Law enforcement most vital step for Maluku
Yogita Tahilramani, The Jakarta Post, Jakarta
Stricter law enforcement through the disarmament of militant groups from the two warring factions -- Muslim and Christian -- in the strife-torn province of Maluku is badly needed to help stop the three-year sectarian conflict in the area.
Sociologist Ignas Kleden underlined the importance of stricter law enforcement because it constituted the key to the settlement of the conflicts.
It was up to law enforcers to disarm militant groups in Maluku, he told The Jakarta Post on Wednesday.
Ignas made the remarks in response to a peace agreement reached by the two opposing factions in Malino, about 70 kilometers to the northeast of the South Sulawesi provincial capital of Makassar on Tuesday.
The agreement, which was designed to end the violence in Maluku, rejects the presence of all militias, including the Muslim militant group, Laskar Jihad. It was the latter that, with the reported blessing of security forces, sent thousands of fighters to Maluku in May 2000.
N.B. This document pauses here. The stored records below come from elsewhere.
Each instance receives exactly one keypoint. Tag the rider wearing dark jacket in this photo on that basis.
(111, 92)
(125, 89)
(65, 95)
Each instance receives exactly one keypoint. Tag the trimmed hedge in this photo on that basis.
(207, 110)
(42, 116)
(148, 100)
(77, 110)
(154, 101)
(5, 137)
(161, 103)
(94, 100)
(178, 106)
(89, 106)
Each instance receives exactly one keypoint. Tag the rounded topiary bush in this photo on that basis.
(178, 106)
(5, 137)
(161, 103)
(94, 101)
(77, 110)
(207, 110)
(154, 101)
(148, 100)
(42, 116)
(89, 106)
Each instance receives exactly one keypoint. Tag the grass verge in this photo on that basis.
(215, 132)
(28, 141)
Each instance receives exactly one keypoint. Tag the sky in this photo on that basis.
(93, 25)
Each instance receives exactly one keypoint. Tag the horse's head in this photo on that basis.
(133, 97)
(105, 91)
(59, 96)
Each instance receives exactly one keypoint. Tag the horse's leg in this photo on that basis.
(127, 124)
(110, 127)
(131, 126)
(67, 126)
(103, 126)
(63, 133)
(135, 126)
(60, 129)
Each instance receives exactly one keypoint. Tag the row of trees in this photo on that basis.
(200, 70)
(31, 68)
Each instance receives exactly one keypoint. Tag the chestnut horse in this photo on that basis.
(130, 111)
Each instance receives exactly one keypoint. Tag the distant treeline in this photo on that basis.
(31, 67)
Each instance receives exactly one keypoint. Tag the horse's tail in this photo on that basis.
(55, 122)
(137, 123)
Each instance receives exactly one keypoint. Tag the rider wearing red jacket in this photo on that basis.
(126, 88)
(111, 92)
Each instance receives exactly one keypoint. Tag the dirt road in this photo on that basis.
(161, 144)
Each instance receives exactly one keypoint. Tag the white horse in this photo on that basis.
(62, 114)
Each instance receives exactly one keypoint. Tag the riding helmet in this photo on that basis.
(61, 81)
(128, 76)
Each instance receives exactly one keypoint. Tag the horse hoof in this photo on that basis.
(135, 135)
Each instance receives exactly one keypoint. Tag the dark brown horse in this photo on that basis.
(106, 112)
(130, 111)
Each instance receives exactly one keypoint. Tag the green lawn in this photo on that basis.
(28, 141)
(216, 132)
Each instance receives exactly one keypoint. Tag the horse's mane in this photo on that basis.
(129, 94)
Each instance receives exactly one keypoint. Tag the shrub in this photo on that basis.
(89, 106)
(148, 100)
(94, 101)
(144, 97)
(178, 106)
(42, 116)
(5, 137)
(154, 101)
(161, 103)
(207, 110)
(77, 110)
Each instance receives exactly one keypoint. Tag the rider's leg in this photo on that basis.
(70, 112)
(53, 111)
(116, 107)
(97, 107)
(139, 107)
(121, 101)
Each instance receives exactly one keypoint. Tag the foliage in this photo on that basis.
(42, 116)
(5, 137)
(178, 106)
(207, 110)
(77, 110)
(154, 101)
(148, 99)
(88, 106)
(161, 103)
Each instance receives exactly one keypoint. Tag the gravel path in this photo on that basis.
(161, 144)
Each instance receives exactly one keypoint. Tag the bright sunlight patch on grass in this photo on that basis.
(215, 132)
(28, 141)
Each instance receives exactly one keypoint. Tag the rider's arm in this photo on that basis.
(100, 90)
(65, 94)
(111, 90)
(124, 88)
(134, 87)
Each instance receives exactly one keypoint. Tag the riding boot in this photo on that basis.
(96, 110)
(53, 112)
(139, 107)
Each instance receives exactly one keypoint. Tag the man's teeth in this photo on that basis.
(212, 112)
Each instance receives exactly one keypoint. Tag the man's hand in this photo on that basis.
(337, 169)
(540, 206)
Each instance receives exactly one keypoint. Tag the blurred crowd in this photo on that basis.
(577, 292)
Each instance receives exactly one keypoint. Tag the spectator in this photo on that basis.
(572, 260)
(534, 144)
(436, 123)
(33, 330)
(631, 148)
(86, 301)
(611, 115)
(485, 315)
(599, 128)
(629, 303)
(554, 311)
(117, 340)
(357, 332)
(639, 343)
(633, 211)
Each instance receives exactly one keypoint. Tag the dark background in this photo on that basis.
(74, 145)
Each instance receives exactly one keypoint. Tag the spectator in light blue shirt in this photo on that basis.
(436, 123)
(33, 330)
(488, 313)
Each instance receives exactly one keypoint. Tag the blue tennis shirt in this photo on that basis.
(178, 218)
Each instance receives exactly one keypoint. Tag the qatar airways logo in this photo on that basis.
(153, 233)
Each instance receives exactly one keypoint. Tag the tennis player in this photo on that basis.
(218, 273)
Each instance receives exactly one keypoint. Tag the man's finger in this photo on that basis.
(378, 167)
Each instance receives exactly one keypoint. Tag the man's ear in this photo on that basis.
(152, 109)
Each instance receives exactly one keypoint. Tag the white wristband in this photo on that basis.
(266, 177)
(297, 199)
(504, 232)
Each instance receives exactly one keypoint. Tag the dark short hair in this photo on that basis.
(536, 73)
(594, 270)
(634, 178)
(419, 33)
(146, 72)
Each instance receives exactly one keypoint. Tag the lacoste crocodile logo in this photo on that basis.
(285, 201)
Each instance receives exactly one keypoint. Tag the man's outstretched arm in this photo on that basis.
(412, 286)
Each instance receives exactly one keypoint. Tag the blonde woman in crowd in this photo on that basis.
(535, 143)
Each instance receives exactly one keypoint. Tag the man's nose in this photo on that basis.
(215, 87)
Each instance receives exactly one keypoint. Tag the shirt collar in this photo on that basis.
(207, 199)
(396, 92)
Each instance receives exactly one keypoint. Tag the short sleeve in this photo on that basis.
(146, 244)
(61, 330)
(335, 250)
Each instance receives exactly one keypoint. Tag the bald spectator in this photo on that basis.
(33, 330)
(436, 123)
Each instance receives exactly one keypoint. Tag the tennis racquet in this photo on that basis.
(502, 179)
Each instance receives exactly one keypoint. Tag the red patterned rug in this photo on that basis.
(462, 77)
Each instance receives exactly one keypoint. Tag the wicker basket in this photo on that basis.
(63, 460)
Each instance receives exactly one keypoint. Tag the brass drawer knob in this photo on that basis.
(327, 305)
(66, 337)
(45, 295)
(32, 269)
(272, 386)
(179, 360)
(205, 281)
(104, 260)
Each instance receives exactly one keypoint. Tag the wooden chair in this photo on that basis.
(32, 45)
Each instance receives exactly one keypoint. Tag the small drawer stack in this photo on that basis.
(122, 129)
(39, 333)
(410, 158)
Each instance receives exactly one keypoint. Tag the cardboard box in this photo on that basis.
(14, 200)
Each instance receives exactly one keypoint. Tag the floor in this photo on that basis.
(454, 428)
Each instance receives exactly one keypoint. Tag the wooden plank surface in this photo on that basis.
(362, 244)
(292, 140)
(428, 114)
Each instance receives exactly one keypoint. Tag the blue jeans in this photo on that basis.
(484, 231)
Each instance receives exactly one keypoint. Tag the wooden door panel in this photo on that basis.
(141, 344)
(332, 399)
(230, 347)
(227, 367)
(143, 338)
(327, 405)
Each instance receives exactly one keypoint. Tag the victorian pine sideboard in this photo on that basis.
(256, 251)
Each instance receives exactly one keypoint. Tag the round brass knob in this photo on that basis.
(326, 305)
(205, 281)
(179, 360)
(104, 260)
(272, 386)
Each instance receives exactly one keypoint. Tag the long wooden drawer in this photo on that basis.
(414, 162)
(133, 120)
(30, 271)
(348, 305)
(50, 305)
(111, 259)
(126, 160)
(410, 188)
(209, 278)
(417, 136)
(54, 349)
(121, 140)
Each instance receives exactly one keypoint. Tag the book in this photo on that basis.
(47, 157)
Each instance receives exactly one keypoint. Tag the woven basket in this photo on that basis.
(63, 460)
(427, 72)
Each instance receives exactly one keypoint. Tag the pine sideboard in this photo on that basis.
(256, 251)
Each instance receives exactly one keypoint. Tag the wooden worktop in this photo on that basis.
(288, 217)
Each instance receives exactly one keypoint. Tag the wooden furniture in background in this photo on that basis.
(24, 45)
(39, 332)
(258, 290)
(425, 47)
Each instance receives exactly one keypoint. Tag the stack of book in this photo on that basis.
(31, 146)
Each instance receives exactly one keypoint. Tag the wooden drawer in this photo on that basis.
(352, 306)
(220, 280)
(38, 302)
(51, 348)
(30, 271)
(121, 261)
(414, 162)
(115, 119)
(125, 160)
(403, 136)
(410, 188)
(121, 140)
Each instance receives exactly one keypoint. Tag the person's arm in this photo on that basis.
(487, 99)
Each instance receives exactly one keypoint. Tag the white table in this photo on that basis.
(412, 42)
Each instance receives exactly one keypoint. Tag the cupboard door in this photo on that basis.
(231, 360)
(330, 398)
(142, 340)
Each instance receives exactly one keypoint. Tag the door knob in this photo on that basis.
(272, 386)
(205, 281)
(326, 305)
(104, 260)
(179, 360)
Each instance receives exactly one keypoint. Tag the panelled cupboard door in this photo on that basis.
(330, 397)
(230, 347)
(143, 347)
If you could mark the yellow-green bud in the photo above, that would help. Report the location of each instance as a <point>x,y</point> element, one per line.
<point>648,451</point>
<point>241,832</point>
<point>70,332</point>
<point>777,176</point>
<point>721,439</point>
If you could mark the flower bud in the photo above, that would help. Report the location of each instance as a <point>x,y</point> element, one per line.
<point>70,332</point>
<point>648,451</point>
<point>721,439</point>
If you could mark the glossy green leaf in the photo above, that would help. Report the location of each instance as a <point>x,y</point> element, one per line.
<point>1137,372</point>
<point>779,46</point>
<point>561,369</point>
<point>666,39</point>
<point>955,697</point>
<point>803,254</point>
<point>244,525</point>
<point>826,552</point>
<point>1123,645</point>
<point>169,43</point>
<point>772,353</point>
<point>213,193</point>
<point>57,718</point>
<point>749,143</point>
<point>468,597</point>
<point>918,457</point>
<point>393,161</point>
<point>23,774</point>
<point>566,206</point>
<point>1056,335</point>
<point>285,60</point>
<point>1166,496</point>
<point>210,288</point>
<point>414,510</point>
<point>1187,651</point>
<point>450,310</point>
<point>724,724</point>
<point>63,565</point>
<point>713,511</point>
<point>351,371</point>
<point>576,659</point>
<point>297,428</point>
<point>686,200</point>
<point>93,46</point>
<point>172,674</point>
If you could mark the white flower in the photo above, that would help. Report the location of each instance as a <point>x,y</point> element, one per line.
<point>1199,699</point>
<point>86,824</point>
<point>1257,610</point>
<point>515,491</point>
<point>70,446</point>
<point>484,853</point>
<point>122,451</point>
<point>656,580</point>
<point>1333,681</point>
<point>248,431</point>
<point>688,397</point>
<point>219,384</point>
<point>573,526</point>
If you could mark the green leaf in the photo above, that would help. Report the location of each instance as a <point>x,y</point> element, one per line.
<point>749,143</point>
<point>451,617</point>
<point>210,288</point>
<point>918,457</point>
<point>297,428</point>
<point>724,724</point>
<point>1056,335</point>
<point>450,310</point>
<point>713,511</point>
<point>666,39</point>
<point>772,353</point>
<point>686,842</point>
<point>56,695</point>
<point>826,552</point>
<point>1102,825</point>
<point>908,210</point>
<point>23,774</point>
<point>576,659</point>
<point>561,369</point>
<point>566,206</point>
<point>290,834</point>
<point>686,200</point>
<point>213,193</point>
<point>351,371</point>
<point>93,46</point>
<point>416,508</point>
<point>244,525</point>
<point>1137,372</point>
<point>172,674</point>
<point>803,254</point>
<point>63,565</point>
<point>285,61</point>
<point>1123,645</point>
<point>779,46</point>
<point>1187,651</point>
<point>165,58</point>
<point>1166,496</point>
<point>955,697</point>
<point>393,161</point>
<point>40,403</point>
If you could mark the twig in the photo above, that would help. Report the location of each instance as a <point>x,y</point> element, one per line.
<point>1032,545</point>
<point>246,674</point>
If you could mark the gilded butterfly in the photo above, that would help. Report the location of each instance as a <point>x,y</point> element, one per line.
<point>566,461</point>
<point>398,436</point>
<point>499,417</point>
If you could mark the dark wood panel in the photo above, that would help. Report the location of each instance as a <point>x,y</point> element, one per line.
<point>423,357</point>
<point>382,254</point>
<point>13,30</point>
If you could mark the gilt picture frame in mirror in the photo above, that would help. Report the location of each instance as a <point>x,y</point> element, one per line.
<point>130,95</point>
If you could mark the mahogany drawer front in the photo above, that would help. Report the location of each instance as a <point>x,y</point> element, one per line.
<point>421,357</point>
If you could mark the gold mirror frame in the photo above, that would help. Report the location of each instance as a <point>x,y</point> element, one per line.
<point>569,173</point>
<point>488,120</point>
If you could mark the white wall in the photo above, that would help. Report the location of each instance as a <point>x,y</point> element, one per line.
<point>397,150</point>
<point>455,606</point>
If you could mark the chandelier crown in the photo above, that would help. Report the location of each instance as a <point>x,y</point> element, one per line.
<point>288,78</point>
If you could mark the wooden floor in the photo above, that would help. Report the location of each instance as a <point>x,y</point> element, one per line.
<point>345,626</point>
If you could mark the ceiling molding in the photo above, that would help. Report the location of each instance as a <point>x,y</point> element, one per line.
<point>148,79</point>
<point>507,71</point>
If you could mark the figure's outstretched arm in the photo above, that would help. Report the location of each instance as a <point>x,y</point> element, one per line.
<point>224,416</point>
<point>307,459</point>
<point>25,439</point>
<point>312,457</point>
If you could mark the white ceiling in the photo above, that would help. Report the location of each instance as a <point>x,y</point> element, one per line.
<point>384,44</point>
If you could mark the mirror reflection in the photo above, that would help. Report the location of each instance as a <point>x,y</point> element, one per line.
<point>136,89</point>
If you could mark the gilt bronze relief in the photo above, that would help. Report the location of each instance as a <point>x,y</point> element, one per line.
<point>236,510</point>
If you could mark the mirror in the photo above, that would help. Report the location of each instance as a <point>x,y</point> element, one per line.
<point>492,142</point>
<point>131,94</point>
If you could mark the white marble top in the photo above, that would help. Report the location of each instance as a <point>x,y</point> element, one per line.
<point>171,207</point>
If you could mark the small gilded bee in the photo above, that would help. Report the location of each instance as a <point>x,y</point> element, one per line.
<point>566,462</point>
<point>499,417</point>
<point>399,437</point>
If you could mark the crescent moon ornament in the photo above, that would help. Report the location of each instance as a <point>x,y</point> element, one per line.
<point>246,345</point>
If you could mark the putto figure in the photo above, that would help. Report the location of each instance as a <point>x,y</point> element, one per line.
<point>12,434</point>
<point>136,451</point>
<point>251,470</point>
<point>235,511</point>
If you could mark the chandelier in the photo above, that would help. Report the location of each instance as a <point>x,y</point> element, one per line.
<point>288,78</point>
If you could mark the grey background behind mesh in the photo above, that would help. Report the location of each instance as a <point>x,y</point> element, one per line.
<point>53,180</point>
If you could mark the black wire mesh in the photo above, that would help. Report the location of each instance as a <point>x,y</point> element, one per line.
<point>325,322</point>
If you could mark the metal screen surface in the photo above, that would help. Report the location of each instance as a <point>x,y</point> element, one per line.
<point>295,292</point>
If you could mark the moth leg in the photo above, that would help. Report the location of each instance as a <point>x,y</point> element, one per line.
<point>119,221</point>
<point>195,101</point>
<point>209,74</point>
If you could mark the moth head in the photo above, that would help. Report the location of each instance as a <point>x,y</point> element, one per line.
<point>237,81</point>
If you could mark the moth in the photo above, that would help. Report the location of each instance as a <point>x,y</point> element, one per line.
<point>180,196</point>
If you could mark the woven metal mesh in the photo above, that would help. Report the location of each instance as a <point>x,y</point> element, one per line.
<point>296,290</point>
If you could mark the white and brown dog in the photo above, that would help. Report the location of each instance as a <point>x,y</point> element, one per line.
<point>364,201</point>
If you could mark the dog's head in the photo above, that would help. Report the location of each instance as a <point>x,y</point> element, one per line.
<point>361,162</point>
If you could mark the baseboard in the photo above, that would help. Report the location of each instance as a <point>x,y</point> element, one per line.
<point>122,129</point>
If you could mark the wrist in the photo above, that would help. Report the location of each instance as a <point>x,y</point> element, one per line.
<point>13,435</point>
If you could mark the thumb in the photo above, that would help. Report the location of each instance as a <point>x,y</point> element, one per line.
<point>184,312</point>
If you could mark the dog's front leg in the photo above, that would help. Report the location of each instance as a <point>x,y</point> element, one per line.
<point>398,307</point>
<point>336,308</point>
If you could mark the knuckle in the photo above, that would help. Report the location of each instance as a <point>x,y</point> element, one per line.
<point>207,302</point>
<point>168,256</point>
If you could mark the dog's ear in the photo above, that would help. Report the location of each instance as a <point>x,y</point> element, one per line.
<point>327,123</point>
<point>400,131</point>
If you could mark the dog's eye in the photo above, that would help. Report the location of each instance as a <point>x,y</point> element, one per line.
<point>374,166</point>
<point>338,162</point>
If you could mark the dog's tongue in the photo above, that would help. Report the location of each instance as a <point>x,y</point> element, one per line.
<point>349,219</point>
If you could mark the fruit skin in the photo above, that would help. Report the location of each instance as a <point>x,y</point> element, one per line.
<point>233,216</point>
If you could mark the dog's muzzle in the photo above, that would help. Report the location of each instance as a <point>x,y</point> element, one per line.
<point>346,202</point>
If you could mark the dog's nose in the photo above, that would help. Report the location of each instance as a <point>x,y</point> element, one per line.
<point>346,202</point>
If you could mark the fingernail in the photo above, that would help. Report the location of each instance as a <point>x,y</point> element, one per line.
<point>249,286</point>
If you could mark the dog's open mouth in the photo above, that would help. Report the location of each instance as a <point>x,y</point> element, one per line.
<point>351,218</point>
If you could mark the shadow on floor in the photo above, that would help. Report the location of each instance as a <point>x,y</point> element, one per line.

The peace deal also calls for an independent inquiry into the activities of Laskar Jihad as well as into two Christian separatist movements -- the Front for the Sovereignty of Maluku and the South Maluku Republic (RMS).
The pact says all unauthorized armed groups should surrender their weapons or be disarmed.
The fact, however, was that "the officers sometimes do not have the will to disarm the militant groups due to vested interests or due to certain factors .... The officer might be a Christian and told to disarm the Christian groups which he supports, for instance. Or officers might not be courageous enough to disarm militant members," Ignas said.
"The officers need to bridge (religious) differences between themselves first ... before taking action against militants," he reminded.
Another sociologist Thamrin Amal Tomagola shared Ignas' remarks, saying that those who instigated the violence in Maluku should be tried in court but not in the "near future".
"Muslims and Christians who instigated violence in Maluku should be tried, but not now and not in the near future," Thamrin said, adding that a certain amount of trust should be encouraged and allowed to develop between the rival communities before people were tried for violence in Maluku.
"Trying Muslims or Christians in Maluku courts now would prove to be disastrous ... past experience has taught us this," he said.
Thamrin was referring to the fact that like Maluku, Central Sulawesi also was plagued by religious rivalries between the Christian and Muslim communities, particularly in Poso.
The conflict, which was on the verge of resolution, suddenly exploded into full-blown violence when the Palu District Court sentenced three Christians, charged for their role in the bloody violence of Poso, to death in April 2001.
The death sentences sparked fresh violence in Poso because Christians regarded the sentences as biased, as Muslims had not been tried.
In comparison, not a single person has been sentenced to jail over the three-year Maluku sectarian violence, which has reportedly claimed over 6,000 lives and displaced at least 700,000 people.
Failure to uphold the law in court is mainly caused by the fact that most of Maluku's judges and prosecutors fled from the province during the violence. The judges and prosecutors who remained sometimes could not deliver proper verdicts, Thamrin said.
"If the judge or prosecutor is Muslim, for instance, and the defendant is Christian, an appropriate verdict will not be issued. Likewise, if the judge is Christian and the defendant is a Muslim, again, a proper verdict is not issued ... hundreds of cases have piled up in the courts. The courts have been paralyzed due to the conflicts."
The National Police Headquarters stated in 2000 that nearly 900 suspects had been arrested over the sectarian violence, but there was no way that the trials could be held due to the limited availability of judges, court clerks and prosecutors.
The government's fear of the militant groups also seemed to play a role in the failure in bringing such cases to court.
A classic example is the release of Laskar Jihad Ahlus Sunnah Wal Jamaah commander Ja'far Umar Thalib, a murder suspect, from police custody on June 13 last year. Ja'far was arrested in May last year at Juanda Airport in Surabaya, East Java, on charges of inciting religious violence and ordering the murder of one of his followers, Abdullah, who was stoned to death in Maluku earlier last year for adultery.
National Police spokesman Insp. Gen. Saleh Saaf said on Wednesday that the case was still being processed by the National Police.
"We are still collecting evidence to build a case," Saleh told The Post.